Functional analysis of a frame-shift mutant of the dihydropyridine receptor pore subunit (α(1S)) expressing two complementary protein fragments

BACKGROUND: The L-type Ca(2+) channel formed by the dihydropyridine receptor (DHPR) of skeletal muscle senses the membrane voltage and opens the ryanodine receptor (RyR1). This channel-to-channel coupling is essential for Ca(2+) signaling but poorly understood. We characterized a single-base frame-shift mutant of α(1S), the pore subunit of the DHPR, that has the unusual ability to function voltage sensor for excitation-contraction (EC) coupling by virtue of expressing two complementary hemi-Ca(2+) channel fragments. RESULTS: Functional analysis of cDNA transfected dysgenic myotubes lacking α(1S) were carried out using voltage-clamp, confocal Ca(2+) indicator fluoresence, epitope immunofluorescence and immunoblots of expressed proteins. The frame-shift mutant (fs-α(1S)) expressed the N-terminal half of α(1S) (M1 to L670) and the C-terminal half starting at M701 separately. The C-terminal fragment was generated by an unexpected restart of translation of the fs-α(1S) message at M701 and was eliminated by a M701I mutation. Protein-protein complementation between the two fragments produced recovery of skeletal-type EC coupling but not L-type Ca(2+) current.

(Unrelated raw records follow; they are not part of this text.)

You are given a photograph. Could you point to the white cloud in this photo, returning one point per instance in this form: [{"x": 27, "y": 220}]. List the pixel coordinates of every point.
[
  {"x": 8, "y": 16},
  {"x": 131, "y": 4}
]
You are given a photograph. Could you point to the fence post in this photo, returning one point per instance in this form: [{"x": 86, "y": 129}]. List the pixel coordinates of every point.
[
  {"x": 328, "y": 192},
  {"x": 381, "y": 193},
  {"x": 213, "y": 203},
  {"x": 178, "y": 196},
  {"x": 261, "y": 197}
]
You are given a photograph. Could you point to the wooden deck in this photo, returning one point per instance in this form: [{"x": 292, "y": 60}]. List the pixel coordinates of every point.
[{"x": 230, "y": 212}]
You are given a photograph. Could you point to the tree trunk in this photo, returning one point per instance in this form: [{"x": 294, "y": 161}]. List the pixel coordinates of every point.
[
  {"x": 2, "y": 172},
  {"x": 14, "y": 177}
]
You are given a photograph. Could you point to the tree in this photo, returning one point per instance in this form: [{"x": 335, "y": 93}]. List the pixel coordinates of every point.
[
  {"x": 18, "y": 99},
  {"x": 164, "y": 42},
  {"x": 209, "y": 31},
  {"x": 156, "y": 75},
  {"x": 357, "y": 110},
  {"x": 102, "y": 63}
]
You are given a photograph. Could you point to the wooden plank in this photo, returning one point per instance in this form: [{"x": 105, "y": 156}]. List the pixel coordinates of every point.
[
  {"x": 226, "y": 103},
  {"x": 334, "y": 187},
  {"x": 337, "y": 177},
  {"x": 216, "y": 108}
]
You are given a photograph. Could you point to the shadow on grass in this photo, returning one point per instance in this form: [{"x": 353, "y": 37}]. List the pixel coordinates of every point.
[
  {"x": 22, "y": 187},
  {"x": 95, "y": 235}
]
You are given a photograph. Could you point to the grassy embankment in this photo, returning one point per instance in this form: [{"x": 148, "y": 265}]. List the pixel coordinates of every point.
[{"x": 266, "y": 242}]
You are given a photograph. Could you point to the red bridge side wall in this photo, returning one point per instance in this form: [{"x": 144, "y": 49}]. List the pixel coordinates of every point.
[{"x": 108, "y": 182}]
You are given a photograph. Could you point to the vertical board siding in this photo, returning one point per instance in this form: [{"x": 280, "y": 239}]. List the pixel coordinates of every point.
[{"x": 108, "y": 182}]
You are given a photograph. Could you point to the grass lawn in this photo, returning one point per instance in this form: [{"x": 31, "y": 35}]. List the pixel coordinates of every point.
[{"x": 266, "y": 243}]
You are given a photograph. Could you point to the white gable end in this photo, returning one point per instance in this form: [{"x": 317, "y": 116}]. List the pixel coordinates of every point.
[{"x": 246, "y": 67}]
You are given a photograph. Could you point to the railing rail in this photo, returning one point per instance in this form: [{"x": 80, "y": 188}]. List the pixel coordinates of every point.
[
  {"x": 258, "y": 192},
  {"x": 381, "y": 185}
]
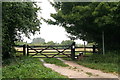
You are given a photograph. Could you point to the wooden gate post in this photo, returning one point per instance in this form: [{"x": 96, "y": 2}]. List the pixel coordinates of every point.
[
  {"x": 24, "y": 49},
  {"x": 73, "y": 51},
  {"x": 27, "y": 50},
  {"x": 94, "y": 49}
]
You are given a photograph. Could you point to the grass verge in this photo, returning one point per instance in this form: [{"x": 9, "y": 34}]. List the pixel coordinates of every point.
[
  {"x": 55, "y": 61},
  {"x": 106, "y": 63},
  {"x": 28, "y": 67}
]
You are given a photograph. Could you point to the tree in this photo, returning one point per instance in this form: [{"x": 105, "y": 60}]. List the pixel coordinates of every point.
[
  {"x": 38, "y": 41},
  {"x": 87, "y": 21},
  {"x": 17, "y": 18}
]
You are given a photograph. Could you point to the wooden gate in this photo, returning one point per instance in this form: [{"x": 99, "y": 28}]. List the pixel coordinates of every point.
[
  {"x": 55, "y": 51},
  {"x": 52, "y": 51}
]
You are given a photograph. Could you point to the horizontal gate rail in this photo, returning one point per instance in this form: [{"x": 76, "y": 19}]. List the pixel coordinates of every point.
[{"x": 51, "y": 51}]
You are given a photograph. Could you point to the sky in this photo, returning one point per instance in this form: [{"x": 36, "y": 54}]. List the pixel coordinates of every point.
[{"x": 49, "y": 32}]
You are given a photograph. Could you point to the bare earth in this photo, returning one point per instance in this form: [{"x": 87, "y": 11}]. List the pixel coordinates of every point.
[{"x": 77, "y": 71}]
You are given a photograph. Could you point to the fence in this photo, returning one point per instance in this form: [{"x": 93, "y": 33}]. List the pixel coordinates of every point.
[{"x": 69, "y": 51}]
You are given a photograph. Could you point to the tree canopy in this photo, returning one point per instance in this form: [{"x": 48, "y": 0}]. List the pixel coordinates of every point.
[
  {"x": 17, "y": 18},
  {"x": 88, "y": 20}
]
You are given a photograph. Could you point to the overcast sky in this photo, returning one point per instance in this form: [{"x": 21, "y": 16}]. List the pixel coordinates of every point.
[{"x": 49, "y": 32}]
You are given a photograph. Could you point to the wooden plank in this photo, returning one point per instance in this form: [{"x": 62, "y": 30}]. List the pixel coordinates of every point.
[
  {"x": 50, "y": 54},
  {"x": 18, "y": 45},
  {"x": 20, "y": 51},
  {"x": 51, "y": 46},
  {"x": 52, "y": 57}
]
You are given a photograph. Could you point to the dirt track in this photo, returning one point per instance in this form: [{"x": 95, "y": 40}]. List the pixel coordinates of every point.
[{"x": 77, "y": 71}]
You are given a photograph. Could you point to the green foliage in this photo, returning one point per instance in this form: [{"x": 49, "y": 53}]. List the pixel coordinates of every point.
[
  {"x": 17, "y": 18},
  {"x": 88, "y": 20},
  {"x": 28, "y": 67},
  {"x": 107, "y": 63},
  {"x": 55, "y": 61}
]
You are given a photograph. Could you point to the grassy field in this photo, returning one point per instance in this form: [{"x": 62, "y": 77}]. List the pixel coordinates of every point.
[
  {"x": 107, "y": 63},
  {"x": 27, "y": 67}
]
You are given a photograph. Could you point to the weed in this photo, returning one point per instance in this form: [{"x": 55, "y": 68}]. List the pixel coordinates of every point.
[
  {"x": 28, "y": 67},
  {"x": 90, "y": 74}
]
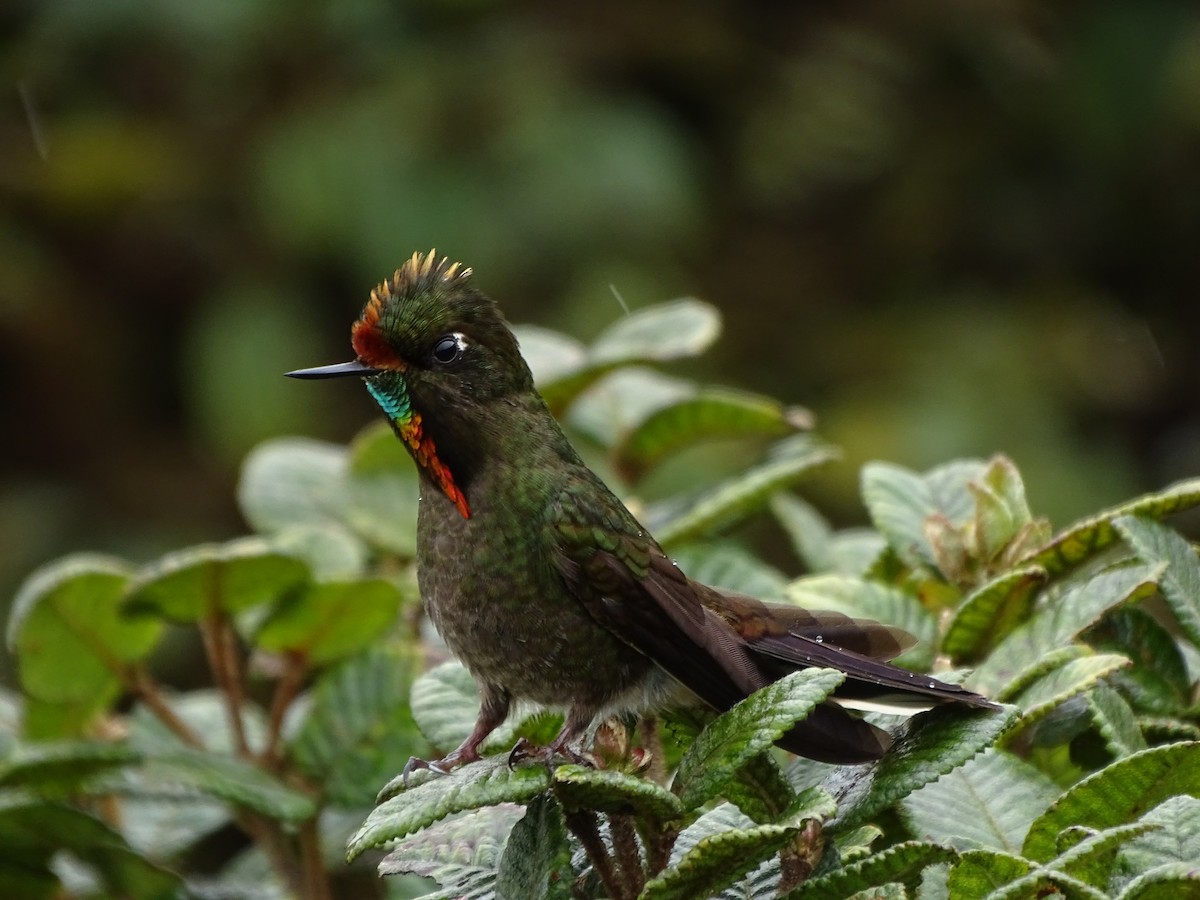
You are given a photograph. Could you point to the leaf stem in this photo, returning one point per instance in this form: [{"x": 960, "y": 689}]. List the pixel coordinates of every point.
[
  {"x": 138, "y": 682},
  {"x": 295, "y": 667},
  {"x": 624, "y": 841},
  {"x": 585, "y": 827},
  {"x": 221, "y": 649}
]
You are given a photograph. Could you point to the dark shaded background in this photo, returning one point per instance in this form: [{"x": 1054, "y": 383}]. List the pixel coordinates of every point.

DISCUSSION: A premature stop codon in the II-III loop may not necessarily cause a loss of DHPR function due to a restart of translation within the II-III loop, presumably by a mechanism involving leaky ribosomal scanning. In these cases, function is recovered by expression of complementary protein fragments from the same cDNA. DHPR-RyR1 interactions can be achieved via protein-protein complementation between hemi-Ca(2+) channel proteins, hence an intact II-III loop is not essential for coupling the DHPR voltage sensor to the opening of RyR1 channel.